This is another test scene for a Glitchers series.
This one is less RPGish in nature and more of a modern spin. It's much shorter than the first because it's
just meant to be a quick introduction to the character and the setting, rather
than conveying any emotion or plot. I might pick this setting, the previous setting, or use something completely different. I'm thinking of combining them into a fun chaotic mess.
-----
Summer got up from her chair and studied the code on the
whiteboard, line by line. Looking at the
forest didn't show any problems, so it was time to look at the trees.
She took a marker off the ledge and tapped the board as she repeated
the code out loud. She read the complete
code three times, her tone growing increasingly frustrated with each iteration.
Finally, she put the marker down, backed away, and rubbed
her eyes. Time to look at the forest
again.
Colin wrote pseudocode in his notepad, considering other
ways to write the function. He couldn't
see the logic error, and sometimes the only solution is to erase and start
again with a new approach.
Colin didn't want to speak to ask a question; Summer hated
being interrupted while concentrating on problem like this. Despite her name, Summer could be a cold
woman when she was working.
"Oh, for crying out loud!" Summer suddenly burst, half
an exclamation of joy at solving the problem, and half of aggravation for not
solving it sooner.
She marched right up to the whiteboard again, wiped out two
variables--one being subtracted from the other--grasped the marker, uncapped
it, and quickly squiggled the reverse.
Colin facepalmed, and sighed. "Wow.
Thanks, Summer."
"It's the simplest things that getcha," she said.

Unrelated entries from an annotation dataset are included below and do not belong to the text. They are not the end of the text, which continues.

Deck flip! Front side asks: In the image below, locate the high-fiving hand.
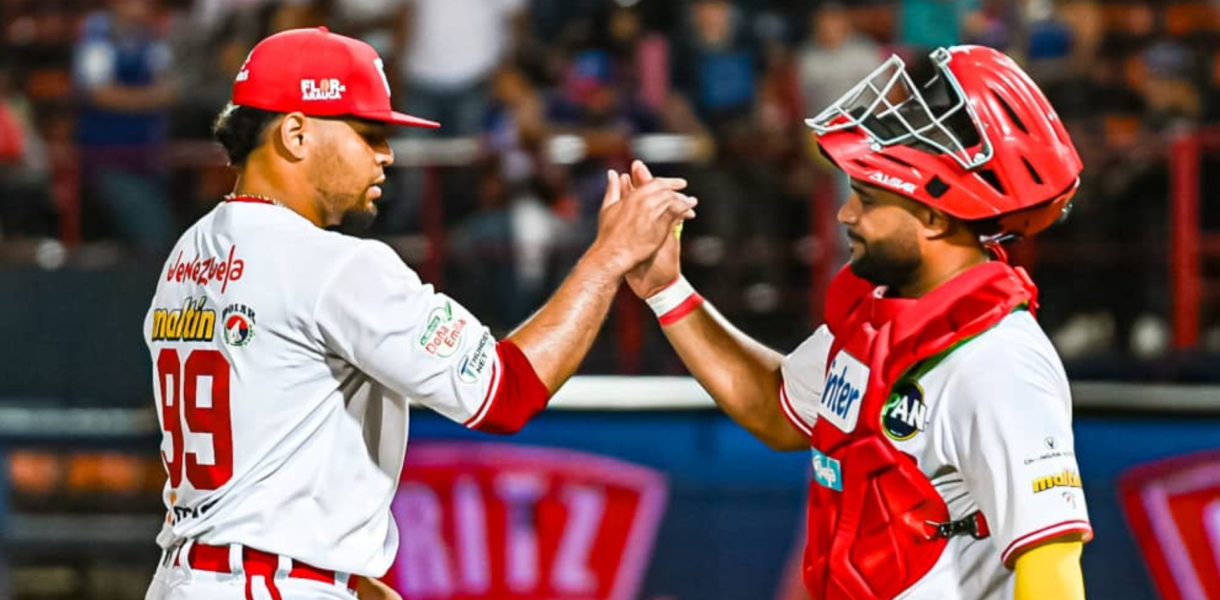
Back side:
[593,161,699,273]
[619,161,683,298]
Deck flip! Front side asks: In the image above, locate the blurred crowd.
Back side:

Colin couldn't tell whether she made the statement with a friendly
'we've all been there' concession or a mocking smirk. She was impossible to read. Most of the men and a couple of women in the
office had once thought of her as a cute catch, but found her vexing
personality didn't match her name and face.
Work was all business, and it seemed that work was her life.
"I feel like an idiot," Colin said. "I've been confused for three hours on
this."
"That's the way it is.
It's never something in the structure or the idea that's wrong; it's
always a plus instead of a minus, a forgotten semicolon, a constant that should
be a variable..."
Summer's attempted reassurance didn't reassure Colin, but he
thanked her again, and left back to his cubicle.
Summer erased the whiteboard, thinking. If someone making a small program down here
could make a little error like that with such disastrous results, how perfect
must the code of the universe be? And
what happens when there is an error?